CIMB said earlier this month that it had entered into exclusive talks with RBS
to acquire some of its Asia-Pacific cash equities and investment banking
businesses.
“The main
idea behind the acquisition is for CIMB to secure a presence beyond ASEAN,”
said Chris Eng, head of research at Malaysian broker OSK. “The main markets
that will benefit them from RBS are places they don’t have, such as Hong Kong,
Australia and Northeast Asia.”
An RBS
spokeswoman said 70 employees would be impacted by the closure of the units and
that it would work closely with CIMB to conclude the deal for the other Asian
units.
“For
commercial reasons, we have agreed with CIMB that the cash equities, ECM and
corporate finance businesses in Korea and cash equities in Indonesia and
Singapore will not ultimately transfer as part of the sale,” RBS said. “We have
therefore made the decision to initiate steps to wind down these businesses
commencing today.”
A
significant chunk of RBS’ operations are in Hong Kong, Singapore, Australia and
India.
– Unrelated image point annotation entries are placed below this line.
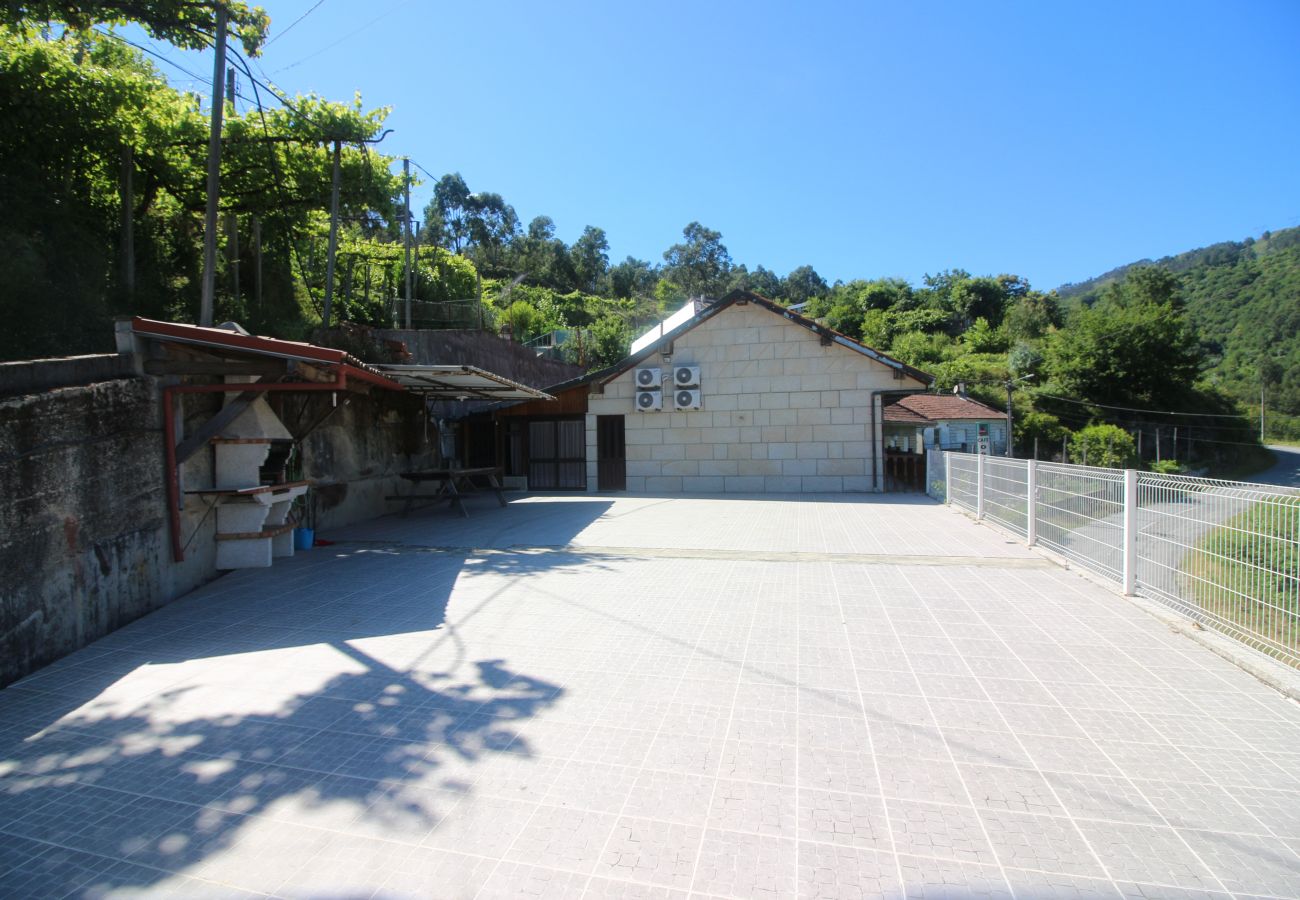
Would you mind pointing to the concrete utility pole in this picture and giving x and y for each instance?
(406, 233)
(128, 221)
(209, 221)
(333, 239)
(256, 256)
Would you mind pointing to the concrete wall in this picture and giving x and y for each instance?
(780, 412)
(85, 542)
(355, 457)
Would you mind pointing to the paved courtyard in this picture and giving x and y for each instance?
(649, 697)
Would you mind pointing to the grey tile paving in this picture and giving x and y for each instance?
(648, 699)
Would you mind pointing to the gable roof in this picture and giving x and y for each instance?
(741, 297)
(923, 409)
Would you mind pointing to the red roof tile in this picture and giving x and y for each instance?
(937, 407)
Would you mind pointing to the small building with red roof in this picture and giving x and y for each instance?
(944, 422)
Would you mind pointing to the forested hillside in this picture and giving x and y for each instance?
(103, 185)
(1244, 299)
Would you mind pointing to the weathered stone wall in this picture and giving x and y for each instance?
(354, 458)
(85, 540)
(780, 412)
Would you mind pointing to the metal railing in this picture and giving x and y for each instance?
(1223, 553)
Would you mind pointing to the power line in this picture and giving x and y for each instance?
(424, 169)
(347, 37)
(1153, 412)
(315, 7)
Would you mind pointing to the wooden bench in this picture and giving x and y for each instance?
(451, 485)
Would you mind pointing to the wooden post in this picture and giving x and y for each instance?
(256, 256)
(333, 239)
(209, 220)
(406, 233)
(128, 221)
(233, 251)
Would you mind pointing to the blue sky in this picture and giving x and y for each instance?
(867, 139)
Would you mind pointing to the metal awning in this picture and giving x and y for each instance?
(460, 383)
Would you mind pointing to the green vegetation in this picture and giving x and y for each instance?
(1244, 301)
(100, 148)
(1108, 446)
(1247, 572)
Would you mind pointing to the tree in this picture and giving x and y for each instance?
(606, 342)
(1108, 446)
(1032, 315)
(1127, 350)
(761, 281)
(453, 210)
(632, 277)
(804, 284)
(700, 265)
(590, 258)
(493, 225)
(185, 24)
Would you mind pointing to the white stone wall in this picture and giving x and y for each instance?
(781, 412)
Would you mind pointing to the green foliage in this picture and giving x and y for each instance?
(181, 22)
(1244, 298)
(700, 264)
(1108, 446)
(919, 349)
(1134, 347)
(983, 338)
(1246, 571)
(605, 342)
(1043, 427)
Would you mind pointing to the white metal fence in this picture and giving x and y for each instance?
(1225, 553)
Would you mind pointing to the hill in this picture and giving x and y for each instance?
(1244, 298)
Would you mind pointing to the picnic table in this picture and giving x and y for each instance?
(451, 485)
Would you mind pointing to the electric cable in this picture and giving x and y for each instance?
(290, 26)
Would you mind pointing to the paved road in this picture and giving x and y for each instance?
(646, 697)
(1286, 471)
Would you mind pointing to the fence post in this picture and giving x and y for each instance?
(1031, 505)
(1130, 569)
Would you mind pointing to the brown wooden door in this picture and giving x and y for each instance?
(611, 461)
(557, 454)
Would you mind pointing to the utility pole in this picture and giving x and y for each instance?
(406, 232)
(233, 217)
(209, 221)
(1009, 383)
(256, 256)
(333, 239)
(128, 221)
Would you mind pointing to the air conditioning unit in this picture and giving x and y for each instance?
(649, 401)
(649, 379)
(685, 398)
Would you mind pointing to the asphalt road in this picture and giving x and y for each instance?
(1286, 471)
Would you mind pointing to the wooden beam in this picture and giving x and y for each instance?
(212, 367)
(213, 425)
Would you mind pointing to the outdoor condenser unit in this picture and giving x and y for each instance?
(685, 398)
(649, 379)
(649, 401)
(685, 376)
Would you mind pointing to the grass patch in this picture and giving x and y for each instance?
(1247, 572)
(1249, 461)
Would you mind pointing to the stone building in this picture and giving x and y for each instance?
(744, 396)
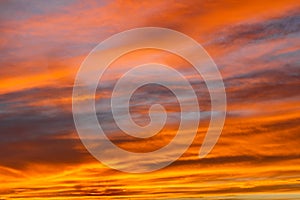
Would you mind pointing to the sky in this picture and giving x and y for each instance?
(255, 45)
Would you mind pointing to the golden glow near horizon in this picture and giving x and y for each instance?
(253, 43)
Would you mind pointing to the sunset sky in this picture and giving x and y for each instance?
(256, 46)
It has offices in 11 countries across the region, including China. North
Asia is a lucrative market for brokers as a recent study by Greenwich
Associates showed that of the Asian equity commissions paid by institutions to
brokers, approximately 42 percent originated with trades of Hong Kong and
Chinese stocks, compared with 41 percent recorded in 2010.
South Korea
is a distant second with a 14 percent share of Asian equity commission
payments, followed closely by India at 13 percent. Southeast Asia accounts for
a small portion of commissions although allocations have increased in 2011 from
2010, the report said. But it is unlikely to be easy sailing for CIMB in Hong Kong,
where Wall Street and European banks control a sizeable portion of the cash
equities and investment banking business. The deal with CIMB came after an
auction for the sale of Asian assets of RBS attracted interest from firms
including Bank of China and Japan’s Mizuho Financial Group.
RBS has
halved the size of its investment bank as part of a major retreat since its
2008 taxpayer bailout, and has been forced by the British government and lower
profitability across the industry to extend the retreat further. Earlier this
year, the bank had said it would exit its cash equities, corporate broking,
equity capital markets and mergers and acquisitions businesses globally.